Microsoft has introduced new updates to its Dynamics 365 CRM platform, including AI-driven business intelligence tools for sales, marketing and service.
When incorporated into business applications, AI can provide insights into how best to engage potential customers, predict customer needs, answer questions and, ultimately, sell products. Microsoft hopes to enable all that in its latest Dynamics 365 updates for marketing, sales and customer service.
At the Microsoft Business Applications Summit 2018, James Phillips, corporate vice president of the vendor's business applications group, said in a keynote that the Dynamics 365 updates change the platform from something that feels like "a surveillance system" to a business intelligence (BI) tool incorporating AI-driven analytics.
CRM "is not a category of software that people are deeply in love with," Phillips said. "A salesperson sits down and enters their leads and opportunities.
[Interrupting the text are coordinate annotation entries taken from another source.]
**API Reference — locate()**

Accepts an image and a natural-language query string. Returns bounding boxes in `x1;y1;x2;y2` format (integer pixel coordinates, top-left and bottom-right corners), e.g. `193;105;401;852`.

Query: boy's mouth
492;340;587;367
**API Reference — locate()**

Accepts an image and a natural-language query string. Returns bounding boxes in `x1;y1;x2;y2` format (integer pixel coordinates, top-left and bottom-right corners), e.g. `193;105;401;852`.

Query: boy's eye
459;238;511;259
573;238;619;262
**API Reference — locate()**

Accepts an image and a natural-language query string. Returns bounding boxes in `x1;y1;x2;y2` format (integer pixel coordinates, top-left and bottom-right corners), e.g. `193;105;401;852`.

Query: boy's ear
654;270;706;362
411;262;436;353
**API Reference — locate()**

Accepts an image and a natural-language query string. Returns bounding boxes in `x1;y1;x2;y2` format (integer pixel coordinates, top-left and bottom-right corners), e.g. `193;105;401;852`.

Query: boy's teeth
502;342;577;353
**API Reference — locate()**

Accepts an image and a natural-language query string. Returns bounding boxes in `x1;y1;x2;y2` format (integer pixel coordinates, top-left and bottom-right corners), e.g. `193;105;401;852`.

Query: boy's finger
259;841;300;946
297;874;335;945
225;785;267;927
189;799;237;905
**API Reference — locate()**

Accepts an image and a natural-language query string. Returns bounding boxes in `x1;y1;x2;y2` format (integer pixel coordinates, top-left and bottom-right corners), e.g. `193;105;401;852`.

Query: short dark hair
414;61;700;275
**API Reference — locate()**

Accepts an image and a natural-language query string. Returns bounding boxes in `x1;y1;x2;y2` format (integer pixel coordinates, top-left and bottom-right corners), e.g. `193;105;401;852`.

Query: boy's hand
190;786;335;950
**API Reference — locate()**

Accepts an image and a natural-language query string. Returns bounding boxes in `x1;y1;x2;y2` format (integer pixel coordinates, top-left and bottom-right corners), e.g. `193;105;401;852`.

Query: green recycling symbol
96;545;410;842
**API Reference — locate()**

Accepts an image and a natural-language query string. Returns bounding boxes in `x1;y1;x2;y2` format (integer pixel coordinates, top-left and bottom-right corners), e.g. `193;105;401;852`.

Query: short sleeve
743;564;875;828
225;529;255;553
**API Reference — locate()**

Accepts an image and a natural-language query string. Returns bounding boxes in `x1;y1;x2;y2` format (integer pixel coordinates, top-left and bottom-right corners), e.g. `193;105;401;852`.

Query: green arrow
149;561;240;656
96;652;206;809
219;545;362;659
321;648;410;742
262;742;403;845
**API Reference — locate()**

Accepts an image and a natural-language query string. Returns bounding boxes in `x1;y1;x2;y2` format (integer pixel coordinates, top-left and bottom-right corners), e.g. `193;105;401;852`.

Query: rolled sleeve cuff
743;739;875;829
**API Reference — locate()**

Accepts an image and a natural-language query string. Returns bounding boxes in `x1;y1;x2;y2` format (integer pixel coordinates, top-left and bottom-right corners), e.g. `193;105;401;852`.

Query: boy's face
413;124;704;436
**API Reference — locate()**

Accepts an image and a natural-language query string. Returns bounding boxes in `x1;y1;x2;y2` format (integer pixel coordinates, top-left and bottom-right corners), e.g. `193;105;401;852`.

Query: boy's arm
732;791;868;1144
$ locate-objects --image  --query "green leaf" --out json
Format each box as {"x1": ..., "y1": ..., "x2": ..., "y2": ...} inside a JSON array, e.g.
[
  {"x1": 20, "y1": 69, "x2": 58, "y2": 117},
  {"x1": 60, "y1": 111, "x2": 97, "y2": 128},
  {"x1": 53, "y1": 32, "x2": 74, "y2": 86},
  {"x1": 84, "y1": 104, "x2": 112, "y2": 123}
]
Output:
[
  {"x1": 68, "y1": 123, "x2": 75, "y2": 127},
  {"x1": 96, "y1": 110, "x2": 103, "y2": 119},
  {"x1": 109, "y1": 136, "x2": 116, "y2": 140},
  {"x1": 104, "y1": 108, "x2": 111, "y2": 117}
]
It's for someone else, so they can track the forecast, understand the pipeline [and] whether you're doing your job or not."
The granularity of the AI tools Microsoft added with the Dynamics 365 updates will likely be useful for the average end user, said Kate Leggett, analyst at Forrester Research.
"What Microsoft is really excelling at is infusing AI into all their applications to help the business user -- whether it is a marketing or salesperson or customer service agent -- make the right decisions for that particular interaction," Leggett said.
Business-user AI: Microsoft's strength
On the stage at the July 2018 conference, Tammy Mihailidis, vice president of digital customer engagement at Polaris, a maker of power sport vehicles based in Medina, Minn., spoke about how Polaris uses Dynamics 365's marketing, sales and service platforms to give its customers a more personalized shopping experience.
Phillips said Dynamics 365 and its Power BI tools help organizations analyze traffic patterns of email and other communications and marry that information with LinkedIn to help understand where they should focus sales efforts.
Microsoft is trying to break down the artificial division between the front office and the back office by making the CRM assets available to all users.
Kate Leggettanalyst, Forrester Research
"As a salesperson, I have got a tool now that helps me focus my attention, helps guide me to success and isn't simply about keeping track of what I am doing," Phillips said.
Using Polaris as an example, Ryan Darby Martin, a senior product marketing manager at Microsoft, demonstrated how this process would look to both the customer -- in this case, a fictional municipality -- and to the Polaris agents, from within Dynamics 365.
The process with the Dynamics 365 updates includes a chatbot answering questions from a potential customer, predictive lead scoring recommending that sales staff focus on this particular lead, making the sale and welcoming the customer.
"We are actually able to track all of those interactions and calculate the health score of this particular lead," Martin said. "We could see the time that was spent by us, but also the time that was spent by them. For example, I can actually see if they opened [an] email, if they clicked on the attachment, if they viewed the link [and] how many times they were responding to us."
Getting AI into end users' hands the end goal
James Phillips, vice president of Microsoft's business applications group, presenting new Dynamics 365 updates
The integration of the marketing, sales and service platform is an example of what Leggett said makes CRM features more accessible to end users.
"Microsoft is trying to break down the artificial division between the front office and the back office by making the CRM assets available to all users with its integration into Skype and the Office products," she said. "They are making it very easy to consume. It's probably one of the most inexpensive enterprise solutions available."
In addition being a venue for unveiling the Dynamics 365 updates, the conference was an opportunity for Microsoft to announce it would be releasing updates to its suite of products twice a year. Each release will be preceded by release notes that will help IT professionals prepare for the software updates months in advance, according to Microsoft.
"Companies have to be continually innovating," Leggett said. "You are getting new releases twice a year, and when that happens, you need to have change management processes in place to be able to understand the changes, communicate them to the end users and then roll out these new releases to you CRM users."